The next speaker at the CCC Symposium is Rasmussen Helles, who takes us back to the problem of 'big data'. Such data lend themselves well to visualisation, but this also creates substantial new problems as we make sense of data through their visual representations: we may see the patterns in the data, but we still don't necessarily know what they mean.

To establish such media usually requires much more manual approaches of analysis, beyond (algorithmic) visualisation. This means content coding – a structured interpretation of data at a meaningful level, which cannot be done automatically at this point –, but how can this be done effectively with big and complex datasets? One solution is to go deep, and engage in very labour-intensive studies that result in a very fine-grained coding of data; the other is to generalise and establish only broad categories which are applied to the data.

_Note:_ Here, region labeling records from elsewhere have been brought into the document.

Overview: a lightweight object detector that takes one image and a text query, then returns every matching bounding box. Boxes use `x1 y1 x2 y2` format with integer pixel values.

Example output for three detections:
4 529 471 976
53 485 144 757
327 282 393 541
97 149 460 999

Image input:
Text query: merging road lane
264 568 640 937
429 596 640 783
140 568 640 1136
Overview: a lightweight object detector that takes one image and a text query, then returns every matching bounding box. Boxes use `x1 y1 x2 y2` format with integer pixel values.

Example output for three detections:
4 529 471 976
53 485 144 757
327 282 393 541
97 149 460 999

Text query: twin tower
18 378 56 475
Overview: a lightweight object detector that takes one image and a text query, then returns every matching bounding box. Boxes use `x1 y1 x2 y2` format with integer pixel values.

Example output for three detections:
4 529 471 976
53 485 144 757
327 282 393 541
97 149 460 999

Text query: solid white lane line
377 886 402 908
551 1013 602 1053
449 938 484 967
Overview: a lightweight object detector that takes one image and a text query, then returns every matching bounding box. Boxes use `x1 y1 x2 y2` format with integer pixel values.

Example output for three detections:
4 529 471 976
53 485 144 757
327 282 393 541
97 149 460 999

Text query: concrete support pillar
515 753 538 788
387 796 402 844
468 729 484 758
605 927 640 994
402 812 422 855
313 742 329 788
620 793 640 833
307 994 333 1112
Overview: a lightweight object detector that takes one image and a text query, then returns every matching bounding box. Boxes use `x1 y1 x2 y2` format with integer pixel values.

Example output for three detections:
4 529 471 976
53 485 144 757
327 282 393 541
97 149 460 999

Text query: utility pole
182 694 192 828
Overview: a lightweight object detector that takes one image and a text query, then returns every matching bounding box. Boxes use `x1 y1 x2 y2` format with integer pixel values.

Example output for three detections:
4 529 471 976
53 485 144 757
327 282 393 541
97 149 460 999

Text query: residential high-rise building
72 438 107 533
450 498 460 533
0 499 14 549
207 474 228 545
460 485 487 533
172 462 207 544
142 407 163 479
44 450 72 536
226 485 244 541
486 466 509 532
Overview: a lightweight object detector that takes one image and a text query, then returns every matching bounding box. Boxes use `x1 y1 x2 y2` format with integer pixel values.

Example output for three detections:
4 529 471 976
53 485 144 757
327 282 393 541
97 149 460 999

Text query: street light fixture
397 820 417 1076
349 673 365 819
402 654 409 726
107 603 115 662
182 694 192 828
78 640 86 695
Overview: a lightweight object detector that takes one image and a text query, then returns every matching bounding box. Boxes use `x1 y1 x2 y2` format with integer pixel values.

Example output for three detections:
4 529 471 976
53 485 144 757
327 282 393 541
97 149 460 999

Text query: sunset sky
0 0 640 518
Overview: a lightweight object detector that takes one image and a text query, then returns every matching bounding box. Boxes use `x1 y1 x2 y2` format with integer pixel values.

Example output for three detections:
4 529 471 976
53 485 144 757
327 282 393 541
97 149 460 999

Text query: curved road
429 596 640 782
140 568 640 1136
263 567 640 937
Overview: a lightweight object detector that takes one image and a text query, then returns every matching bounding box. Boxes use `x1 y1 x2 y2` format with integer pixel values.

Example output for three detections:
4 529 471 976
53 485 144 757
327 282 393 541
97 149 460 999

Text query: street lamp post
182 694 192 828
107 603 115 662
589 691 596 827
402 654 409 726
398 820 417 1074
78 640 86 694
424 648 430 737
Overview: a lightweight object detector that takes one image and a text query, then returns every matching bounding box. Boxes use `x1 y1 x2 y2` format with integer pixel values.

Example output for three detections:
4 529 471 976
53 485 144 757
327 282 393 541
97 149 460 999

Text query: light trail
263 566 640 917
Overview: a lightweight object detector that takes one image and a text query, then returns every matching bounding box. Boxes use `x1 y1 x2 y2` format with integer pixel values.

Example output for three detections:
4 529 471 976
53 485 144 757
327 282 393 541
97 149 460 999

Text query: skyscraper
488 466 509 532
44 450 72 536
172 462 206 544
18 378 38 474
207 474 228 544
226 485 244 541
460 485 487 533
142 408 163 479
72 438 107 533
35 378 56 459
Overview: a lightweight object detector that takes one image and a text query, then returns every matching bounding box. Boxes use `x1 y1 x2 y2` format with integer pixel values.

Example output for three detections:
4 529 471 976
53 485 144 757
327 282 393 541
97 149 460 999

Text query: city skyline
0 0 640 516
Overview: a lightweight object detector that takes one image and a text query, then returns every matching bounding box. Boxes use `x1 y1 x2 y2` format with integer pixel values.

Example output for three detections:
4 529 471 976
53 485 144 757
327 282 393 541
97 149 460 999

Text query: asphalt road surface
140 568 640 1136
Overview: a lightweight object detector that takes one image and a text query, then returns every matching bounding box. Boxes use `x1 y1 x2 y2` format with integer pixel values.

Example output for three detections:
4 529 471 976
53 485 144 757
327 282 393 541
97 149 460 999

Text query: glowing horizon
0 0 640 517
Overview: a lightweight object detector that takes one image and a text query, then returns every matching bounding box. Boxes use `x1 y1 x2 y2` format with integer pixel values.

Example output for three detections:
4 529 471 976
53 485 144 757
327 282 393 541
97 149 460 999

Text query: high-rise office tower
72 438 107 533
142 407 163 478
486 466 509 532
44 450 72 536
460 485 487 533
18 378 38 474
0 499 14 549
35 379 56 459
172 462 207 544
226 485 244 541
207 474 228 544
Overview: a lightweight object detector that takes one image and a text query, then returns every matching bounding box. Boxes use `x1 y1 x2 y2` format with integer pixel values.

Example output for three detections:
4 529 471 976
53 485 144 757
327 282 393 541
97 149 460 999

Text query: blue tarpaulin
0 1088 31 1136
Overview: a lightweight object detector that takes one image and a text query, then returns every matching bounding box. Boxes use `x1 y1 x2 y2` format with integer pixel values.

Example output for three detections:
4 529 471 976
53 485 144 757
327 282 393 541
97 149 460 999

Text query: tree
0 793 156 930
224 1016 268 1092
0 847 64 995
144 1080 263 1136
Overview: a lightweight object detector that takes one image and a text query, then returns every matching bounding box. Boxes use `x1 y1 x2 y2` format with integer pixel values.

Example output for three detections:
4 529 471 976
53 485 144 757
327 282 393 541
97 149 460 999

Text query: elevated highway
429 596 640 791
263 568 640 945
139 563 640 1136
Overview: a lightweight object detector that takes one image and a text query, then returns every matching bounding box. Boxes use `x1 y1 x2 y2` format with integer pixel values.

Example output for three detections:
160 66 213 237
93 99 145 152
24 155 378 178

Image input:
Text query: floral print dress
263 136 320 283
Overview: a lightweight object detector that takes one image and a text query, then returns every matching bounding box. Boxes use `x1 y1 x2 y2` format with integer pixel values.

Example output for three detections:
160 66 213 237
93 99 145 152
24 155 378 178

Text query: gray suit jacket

That approach may also establish broad patterns which may not otherwise become apparent. For example, Rasmus's work has identified three major genres of Websites, which account for some 95% of the time which Danes spend online (content sites, citizen and consumer sites, and specialised services), and these site genres are as prevalent amongst the most popular sites in Denmark as they are in the long tail, even if the specific focus of the respective sites may be different.

So, in this case, the long tail is simply a tiered version of the top sites - long-tail specialisation simply follows geographical and topical diversification. This shows that the genres apply across the entire dataset, which is also of importance for further research: big data, in this case, may safely be made manageable by probability sampling.